Feature Request: -about-to-depart hook

Tue Jan 27 08:52:49 UTC 2015

On 26 January 2015 at 20:54, Mario Splivalo
<mario.splivalo at canonical.com> wrote:
> Hello!
>
> Currently juju provides relation-departed hook, which will fire on all
> units that are part of relation, and relation-broken hook, which will
> fire on unit that just departed the relation.
>
> The problem arises when we have a multi-unit service peered. Consider
> MongoDB charm where we usually have replicaset formed with three or more
> units:
> When a unit is destroyed (with 'juju remove-unit') first relation-broken
> hook will fire between the departing unit and all the 'staying' units.
> Then, on the departed unit relation-broken hook is fired. But, if we
> need to do some work on the departing unit before it leaves the
> relation, there is no way to do so. When 'relation-departed' hook is
> called there is no way of telling (if we make observation from within
> the hook) if we are running on unit that is departing, or on unit that
> is 'staying' within the relation.
>
> A '-before-departed' hook would, I think, solve. First a
> '-before-departed' hook will be fired on the departing unit. Then
> '-departed' hook will fire against departing and staying units. And,
> lastly, as it is now, the -broken hook will fire.
>
> Ignoring the, most likely, wrong nomenclature of the proposed hook, what
> are your opinions on the matter?

I've been working on similar issues.

When the peer relation-departed hook is fired, the unit running it
knows that $REMOTE_UNIT is leaving the cluster. $REMOTE_UNIT may not
be alive - we may be removing a failed unit from the service.
$REMOTE_UNIT may be alive but uncontactable - some form of network
partition has occurred.

When the peer relation-broken hook is fired, the unit running it knows
that is it leaving the cluster and decomissions itself. However, this
hook may never be run if the unit has failed. Or it may be impossible
to complete successfully (eg. corrupted filesystem).

I agree that this is not rich enough to remove units robustly. The
peer relation-departed hooks are not particularly useful to me, as
they cannot know in advance if the relation-broken hook will complete
successfully. It is the peer relation-broken hook that is responsible
for properly decoupling the unit from the service, and this works fine
if the unit is healthy. The problem is of course if the departing unit
*has* failed, because no subsequent hooks are called to repair the
damaged cluster.

As a concrete example, to remove a cassandra node from a cluster:
 - First, run 'nodetool decommission' on the departing node. This
streams its partitions to the remaining nodes.
 - Second, if 'nodetool decommission' failed or could not be run, run
'nodetool removenode' on one of the other nodes. This removed the
failed node from the ring, and the remaining nodes will rebalance and
rebuild using redundant copies of the data. Data may be lost if stored
with a replication factor of 1 or if updates only waited for an
acknowledgement from 1 node.

An extra hook as you suggest would help me to solve this issue. But
what would also solve my issue is juju leadership (currently in
development). When the lead unit runs its peer relation-departed hook,
it connects to the departing unit and runs the decommissioning process
on its behalf. If it is unable to connect, it assumes the node is
failed and cleans up. It can even notify the remaining non-leader
units that the remove unit has been removed from the cluster, giving
them a chance to update their configuration if necessary. You can't
really do this without the leadership feature, as you can't coordinate
which of the remaining units is responsible for decommissioning the
departing unit (and they would trip over each other if they all
attempted to decommission the departing node).

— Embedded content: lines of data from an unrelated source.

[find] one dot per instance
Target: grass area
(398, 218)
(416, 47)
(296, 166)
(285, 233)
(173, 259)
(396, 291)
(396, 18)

The edge case in my approach is of course if the departing unit is
live, but for some reason the leader cannot connect to it. Maybe your
inter DC links have gone down. However, there are similar issues with
the extra hook. If your -before-departed hook fails to run, how long
should juju wait until it gives up and triggers the -departed hooks?

Perhaps what is needed here is instead an extra hook run on the
remaining units if the -broken hook could not be run successfully?
Lets call it relation-failed. It could be fired when we know the vm is
gone and the -broken hook was not successfully run.

-- 
Stuart Bishop <stuart.bishop at canonical.com>